When dealing with data from different sources, whether the data are from surveys, internal data, external data vendors, or scraped from the web, we often want to link people or companies across the datasets. Unfortunately, we almost never start with perfectly clean data.
Even when using structured data, people make absent minded mistakes like mixing up letters in names, individual values are recorded incorrectly, and measurement error affects the results. Countless things can happen before we get to dig into the data. Sometimes, perhaps even more frustratingly, different sources just use different names for the same entity (Last.FM vs. LastFM, J.P. Morgan Chase vs. JP Morgan Chase NA, or Robert Griffin 3 vs.
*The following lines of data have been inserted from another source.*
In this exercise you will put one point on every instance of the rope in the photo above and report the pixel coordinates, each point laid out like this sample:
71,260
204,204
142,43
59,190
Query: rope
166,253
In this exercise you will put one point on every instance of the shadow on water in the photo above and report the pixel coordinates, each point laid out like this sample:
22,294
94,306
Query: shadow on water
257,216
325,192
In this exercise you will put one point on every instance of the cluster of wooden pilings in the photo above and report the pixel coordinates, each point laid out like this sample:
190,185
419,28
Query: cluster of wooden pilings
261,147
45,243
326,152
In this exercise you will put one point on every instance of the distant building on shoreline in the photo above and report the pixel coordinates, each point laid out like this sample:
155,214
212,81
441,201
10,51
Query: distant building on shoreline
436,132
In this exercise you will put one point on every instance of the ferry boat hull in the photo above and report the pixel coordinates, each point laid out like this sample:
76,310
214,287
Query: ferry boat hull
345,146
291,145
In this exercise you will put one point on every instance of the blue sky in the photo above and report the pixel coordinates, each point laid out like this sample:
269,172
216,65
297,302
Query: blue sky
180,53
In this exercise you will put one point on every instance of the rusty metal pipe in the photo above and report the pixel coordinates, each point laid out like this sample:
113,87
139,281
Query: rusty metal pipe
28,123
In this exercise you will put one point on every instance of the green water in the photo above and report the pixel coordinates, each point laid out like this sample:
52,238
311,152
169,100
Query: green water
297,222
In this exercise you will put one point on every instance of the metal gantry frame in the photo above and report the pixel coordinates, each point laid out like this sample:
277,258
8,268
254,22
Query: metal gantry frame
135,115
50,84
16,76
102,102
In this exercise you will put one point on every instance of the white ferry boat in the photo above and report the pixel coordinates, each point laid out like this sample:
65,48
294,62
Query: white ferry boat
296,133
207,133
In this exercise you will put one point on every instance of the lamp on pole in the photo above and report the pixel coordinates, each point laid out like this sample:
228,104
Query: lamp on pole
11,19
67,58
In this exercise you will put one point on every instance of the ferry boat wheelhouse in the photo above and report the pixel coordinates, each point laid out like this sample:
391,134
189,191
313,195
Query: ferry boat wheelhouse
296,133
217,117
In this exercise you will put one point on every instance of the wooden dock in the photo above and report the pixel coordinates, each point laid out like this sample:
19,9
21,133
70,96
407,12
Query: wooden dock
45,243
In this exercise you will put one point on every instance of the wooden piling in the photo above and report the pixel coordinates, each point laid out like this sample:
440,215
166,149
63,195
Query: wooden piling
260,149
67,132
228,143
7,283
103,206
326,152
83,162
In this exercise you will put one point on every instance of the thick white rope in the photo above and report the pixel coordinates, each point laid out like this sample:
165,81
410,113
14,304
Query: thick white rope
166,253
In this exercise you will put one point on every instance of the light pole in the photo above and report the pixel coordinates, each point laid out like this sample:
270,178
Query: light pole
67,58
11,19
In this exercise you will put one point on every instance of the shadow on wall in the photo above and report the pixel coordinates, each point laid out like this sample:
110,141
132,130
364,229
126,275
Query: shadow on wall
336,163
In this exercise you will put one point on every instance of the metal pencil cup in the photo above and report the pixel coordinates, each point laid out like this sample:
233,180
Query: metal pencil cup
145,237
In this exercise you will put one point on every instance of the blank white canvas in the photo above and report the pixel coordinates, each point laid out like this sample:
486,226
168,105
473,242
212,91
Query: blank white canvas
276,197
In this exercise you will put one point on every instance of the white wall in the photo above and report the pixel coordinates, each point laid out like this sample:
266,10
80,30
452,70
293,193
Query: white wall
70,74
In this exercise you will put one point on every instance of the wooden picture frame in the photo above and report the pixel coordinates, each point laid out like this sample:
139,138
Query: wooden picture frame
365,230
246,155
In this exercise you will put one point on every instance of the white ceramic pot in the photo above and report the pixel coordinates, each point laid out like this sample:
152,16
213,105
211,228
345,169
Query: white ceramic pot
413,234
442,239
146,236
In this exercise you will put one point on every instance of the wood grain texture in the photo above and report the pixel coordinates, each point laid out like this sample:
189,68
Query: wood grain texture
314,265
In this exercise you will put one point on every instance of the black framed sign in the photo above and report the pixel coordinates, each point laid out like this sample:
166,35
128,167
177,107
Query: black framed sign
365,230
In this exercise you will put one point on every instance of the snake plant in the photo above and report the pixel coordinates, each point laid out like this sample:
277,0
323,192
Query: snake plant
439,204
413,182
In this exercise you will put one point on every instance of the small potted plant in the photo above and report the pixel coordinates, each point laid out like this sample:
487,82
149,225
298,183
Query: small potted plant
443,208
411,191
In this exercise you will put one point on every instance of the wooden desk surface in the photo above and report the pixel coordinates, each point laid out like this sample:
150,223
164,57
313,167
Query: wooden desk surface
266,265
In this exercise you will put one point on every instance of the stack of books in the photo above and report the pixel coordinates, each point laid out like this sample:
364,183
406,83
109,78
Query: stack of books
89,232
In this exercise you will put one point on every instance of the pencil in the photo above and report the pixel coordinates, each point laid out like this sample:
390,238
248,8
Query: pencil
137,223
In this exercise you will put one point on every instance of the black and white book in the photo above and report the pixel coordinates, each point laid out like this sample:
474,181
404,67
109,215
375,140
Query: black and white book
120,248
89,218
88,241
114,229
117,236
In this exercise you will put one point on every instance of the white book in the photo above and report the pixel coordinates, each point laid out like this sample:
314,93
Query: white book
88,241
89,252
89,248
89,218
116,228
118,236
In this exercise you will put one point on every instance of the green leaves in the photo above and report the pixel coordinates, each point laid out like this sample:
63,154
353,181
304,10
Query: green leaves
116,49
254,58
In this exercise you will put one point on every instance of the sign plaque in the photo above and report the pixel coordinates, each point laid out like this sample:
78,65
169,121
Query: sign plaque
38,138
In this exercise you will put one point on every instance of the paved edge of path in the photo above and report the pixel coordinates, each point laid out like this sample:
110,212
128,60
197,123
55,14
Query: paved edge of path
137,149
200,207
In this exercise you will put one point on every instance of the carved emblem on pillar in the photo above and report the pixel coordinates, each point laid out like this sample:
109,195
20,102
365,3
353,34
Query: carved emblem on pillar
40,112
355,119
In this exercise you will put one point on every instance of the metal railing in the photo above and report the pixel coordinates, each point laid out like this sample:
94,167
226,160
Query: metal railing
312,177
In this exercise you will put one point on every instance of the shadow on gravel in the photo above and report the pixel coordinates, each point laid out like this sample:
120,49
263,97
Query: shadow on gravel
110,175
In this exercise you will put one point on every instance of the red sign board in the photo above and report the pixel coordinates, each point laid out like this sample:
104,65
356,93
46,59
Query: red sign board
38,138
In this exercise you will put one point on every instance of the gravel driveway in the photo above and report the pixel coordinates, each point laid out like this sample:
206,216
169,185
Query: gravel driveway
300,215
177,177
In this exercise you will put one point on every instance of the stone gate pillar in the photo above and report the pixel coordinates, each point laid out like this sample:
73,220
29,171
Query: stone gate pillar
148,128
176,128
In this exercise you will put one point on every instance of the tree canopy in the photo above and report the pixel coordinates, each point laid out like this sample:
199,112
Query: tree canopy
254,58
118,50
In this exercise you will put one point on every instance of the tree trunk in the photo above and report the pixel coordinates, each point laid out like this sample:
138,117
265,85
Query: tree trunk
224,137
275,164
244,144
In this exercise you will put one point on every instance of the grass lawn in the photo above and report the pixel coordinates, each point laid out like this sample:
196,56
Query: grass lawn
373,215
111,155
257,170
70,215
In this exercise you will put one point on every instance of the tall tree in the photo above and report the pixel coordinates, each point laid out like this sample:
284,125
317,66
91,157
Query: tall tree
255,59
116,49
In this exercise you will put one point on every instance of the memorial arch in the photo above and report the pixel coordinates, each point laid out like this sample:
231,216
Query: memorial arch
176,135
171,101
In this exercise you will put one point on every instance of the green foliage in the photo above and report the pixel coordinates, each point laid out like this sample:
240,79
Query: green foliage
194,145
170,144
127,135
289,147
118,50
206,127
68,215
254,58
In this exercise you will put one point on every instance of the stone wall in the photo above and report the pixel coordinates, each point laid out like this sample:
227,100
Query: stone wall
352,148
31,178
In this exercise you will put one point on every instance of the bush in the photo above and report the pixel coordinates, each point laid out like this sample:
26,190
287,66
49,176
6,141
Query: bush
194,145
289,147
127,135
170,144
Robert Griffin III).
These little discrepancies make it impossible to simply merge the data together on the unique identifiers. Trying to link individual or company data across sources is called record linkage, and it can be extremely time consuming.
Fortunately, we can make this task significantly faster by parallelizing the code. In this post, I’ll walk through basic record linkage (based on string similarity) with and without parallel processing. Then, I’ll measure the speed improvement from parallelizing and discuss why it varies with the size of the data.
Getting Some Data
First things first. I need a toy dataset to play with. I’ll download a list of company names from the SEC, as these are the types of entities that are commonly misspelled in datasets I use.
import requests import bs4 import multiprocessing as mp import numpy as np import time from difflib import SequenceMatcher
sec_list_html = requests.get('https://www.sec.gov/rules/other/4-460list.htm').content sec_list_soup = bs4.BeautifulSoup(sec_list_html, 'lxml') companies_list = sec_list_soup.find_all('tr')[1:-1] companies_list_clean = [str(x.text.strip()).lower() for x in companies_list]
Let’s take a quick look.
['3com corp', '3m company', 'a.g. edwards inc.', 'abbott laboratories', 'abercrombie & fitch co.']
I should probably be happy about this, but I somehow couldn’t find a list of company names with spelling errors. So I’ll need to create a synthetic dataset with mistakes by randomly switching a few of the letters in the company names around.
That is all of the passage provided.